Brian Walsh, the Massachusetts father charged in his wife’s disappearance, enrolled in life coaching groups that promising to “inspire faith, trust, and love and compassion in all your relationships.”
Those who attended Boston Breakthrough Academy sessions remember Walshe, 47, as a born leader who was nicknamed “Head and Shoulders” for his luscious locks and “cool guy” persona.
The academy, which merged with another life-coaching organization last year, is offered other services and seminars, sharing a podcast on “Steps to Ending a Toxic Relationship” on her website.
Members of Walshe’s 30-person cohort told The Post they were stunned by recent headlines implicating their former classmate in the disappearance of his wife, Ana.
“This whole situation he’s in is a complete shock to me,” said Ali Ozdemir, 31. He said Walshe “was someone you wanted to hang out with or be around.”

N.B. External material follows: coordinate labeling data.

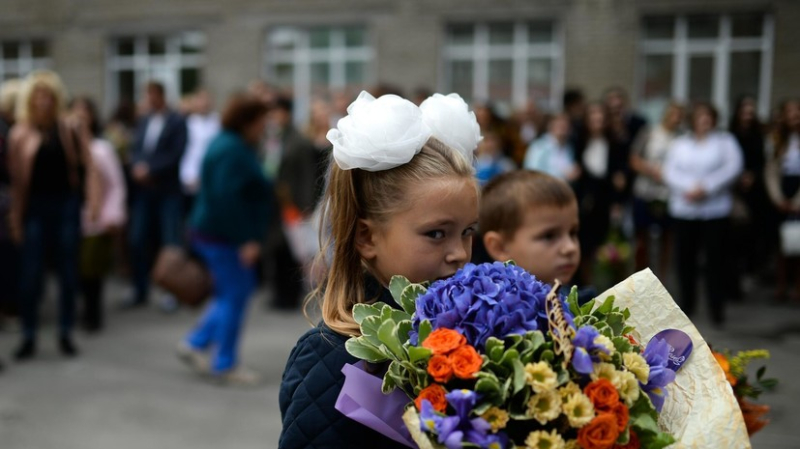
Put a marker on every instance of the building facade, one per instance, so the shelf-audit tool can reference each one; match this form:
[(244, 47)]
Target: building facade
[(506, 51)]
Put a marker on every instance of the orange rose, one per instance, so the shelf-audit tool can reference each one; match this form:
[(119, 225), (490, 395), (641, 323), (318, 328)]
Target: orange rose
[(600, 433), (603, 395), (442, 341), (726, 367), (633, 443), (440, 369), (465, 361), (621, 412), (435, 394)]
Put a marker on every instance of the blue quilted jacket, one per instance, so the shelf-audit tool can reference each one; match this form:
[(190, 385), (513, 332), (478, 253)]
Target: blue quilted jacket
[(311, 384)]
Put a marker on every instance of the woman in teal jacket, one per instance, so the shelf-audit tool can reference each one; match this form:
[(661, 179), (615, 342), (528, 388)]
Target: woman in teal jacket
[(228, 222)]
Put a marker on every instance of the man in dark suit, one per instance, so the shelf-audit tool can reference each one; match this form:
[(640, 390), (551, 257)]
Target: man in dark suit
[(157, 202), (297, 188)]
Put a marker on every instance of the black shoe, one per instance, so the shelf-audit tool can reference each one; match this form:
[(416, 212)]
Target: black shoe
[(67, 347), (26, 350)]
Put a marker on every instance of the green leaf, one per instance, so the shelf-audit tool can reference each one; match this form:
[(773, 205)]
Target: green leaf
[(408, 299), (387, 334), (403, 328), (424, 331), (587, 308), (418, 353), (605, 308), (396, 286), (361, 311), (361, 348)]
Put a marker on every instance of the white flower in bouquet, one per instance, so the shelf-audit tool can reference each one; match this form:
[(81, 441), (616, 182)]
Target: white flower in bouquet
[(606, 371), (545, 407), (636, 364), (540, 377), (578, 409), (540, 439)]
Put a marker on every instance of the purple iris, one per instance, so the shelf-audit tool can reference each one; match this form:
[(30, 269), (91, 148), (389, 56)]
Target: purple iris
[(586, 350), (482, 301), (453, 431), (657, 356)]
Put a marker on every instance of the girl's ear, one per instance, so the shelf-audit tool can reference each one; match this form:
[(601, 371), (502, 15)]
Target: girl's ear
[(495, 246), (365, 239)]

Walshe enrolled in the four-month program in January 2020, paying $2,997 for 16 sessions over five weekends, often lasting more than 12 hours a day, according to the organization’s website.
He was convinced to join his wife, Ana, who had attended one of the courses in late 2019 and suggested it could change his life.
Walshe rose through the organization’s “elite” Mastering Leadership Program until 2021 — and was regarded as a natural model. Another attendee, who requested anonymity, praised him for leading their team in raising $180,000 for a nonprofit that provided food to the hungry in the early days of the pandemic.
“He was incredibly giving of his time, he was a good listener, he was kind,” the participant recalled, her voice shaking.
Ozdemir noted that Walshe, with his real estate wife Ana and three children, seemed to have “the perfect family.”
Update on missing mother-of-three Ana Walshe
“You looked at them and said, ‘This is something I want: a beautiful wife with children, learning together, being a team.’
The group, however, has been oblivious to Brian’s legal troubles over the years, including his arrest for selling fake Andy Warhol paintings and stealing hundreds of thousands of dollars from his late father’s home.
Ana seemed convinced that her husband made great personal progress through the program.
“I experienced the transformation firsthand and all I could think about was how supportive this program would be for Brian,” Ana said in a September 2021 letter to a federal judge in the Warhol case, obtained by The Post. “During this program, he defined what integrity means, as well as accountability, responsibility and clear communication.”
The facade of Walshe’s picture-perfect life crumbled earlier this year after Ana was reported missing on January 4. Walshe told police he hadn’t seen his wife since New Year’s, claiming he had left for DC for a “work emergency . ”
During that time, Walshe allegedly searched the Internet for “how to dispose of the body of a 115-pound woman,” according to court records. Police found no evidence that Ana called a utility or boarded a flight. They found a bloody, broken knife in the basement of the couple’s Cohasset home. Evidence that Walshe purchased $450 worth of cleaning supplies from Home Depot. and an axe, hacksaw, garbage bags, used cleaning supplies and a rug at a transfer station in Peabody, Mass., just five miles from Brian Walshe’s mother’s home in Swampscott.
Walshe is currently being held on $500,000 bond for interfering with investigators’ search for his missing wife. He has pleaded not guilty.
A real estate agent who had previously worked with the couple to sell a one-bedroom, one-bathroom apartment in suburban Revere, Massachusetts, recalled being put off by Brian Walshe’s “socially awkward” demeanor.
Particularly tumultuous was a December 2019 lunch meeting at the Encore Boston Harbor casino to discuss real estate business, where he had his head down, looking at the agent across the table.
“He was just a weird guy,” the agent said.